Warning: Adobe Flash Player only uses the online Global settings not a computer’s onboard local Control Panel settings for Google Chrome and Chromium-based browsers
The Adobe Flash Player is now producing a warning, shown in the image below, when you open its applet in the Windows Control Panel. It states that if you are using the Google Chrome or Chromium-based web browsers (such as Opera), the user has to use the online Global settings webpage not the local onboard settings to set the Flash Player.
Flash Player’s Global Settings Manager
A Chromium-based web browser is one that is a development of the Google Chrome browser, the open-source code for which can be used by other browser developers to develop their own browsers. The Opera browser is an example of one.
As shown in the image below, the warning appears under the yellow triangle with an exclamation mark in it. It says: “The settings on this page are not applicable to Google Chrome or Chromium based browsers (PPAPI).
The link provided below the warning goes to this webpage:
Flash Player | Change Settings | Chrome, Opera, and other Chromium based browsers – PPAPI –
It says: “Note that if you have installed the PPAPI version of Flash Player, you must use the Flash Player Native Control Panel to configure your update settings. If you are using Chrome, you will get the updated versions of Flash Player through the Google Chrome update mechanism.”
Here is the page on the Adobe website that allows users to set the Flash Player on their computers.
Global Privacy Settings panel –
The Flash Player’s local settings in the Windows Control Panel
The Flash Player’s local settings are accessed via its icon in the Control Panel in Windows. The settings include allowing or blocking the use of the camera, microphone and allowing the website using the Flash Player to store information about the computer using it.

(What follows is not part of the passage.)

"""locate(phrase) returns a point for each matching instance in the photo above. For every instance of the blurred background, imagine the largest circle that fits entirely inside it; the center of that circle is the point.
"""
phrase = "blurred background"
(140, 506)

The default settings block nothing (allow everything). This looks to me as if Google is setting the default settings so that it can collect the user’s data. Data that could include taking photos of the user and even recording conversations. It looks to me as if Google is making it as difficult as possible for users to change the privacy settings. After all, how many Google Chrome or Chromium-based web-browser users will visit the Adobe website’s Global Settings page if they don’t even know about what the default settings are and what can be blocked.
I block everything that can be blocked on my Windows computers, especially the Privacy settings in Windows 10, which are now exceedingly intrusive.
The Flash Player can also be installed on tablets and smartphones that use the Google Android mobile operating system, which means that you will have to visit the Global online settings page to set those devices.
Users should not take this potential of a very high level of invasion of their privacy lightly. I go as far as placing electrical tape over the camera on my laptop. You should also disable both the camera and microphone in the Windows Device Manager, since the Flash Player or websites that use it could enable them after an update.
I set the Flash Player to ask me before installing updates instead of the setting that installs them automatically just in case installing updates restores the default settings that block nothing. Indeed, I have often had to reset the settings back to blocking after a manual update has changed them back to the default settings.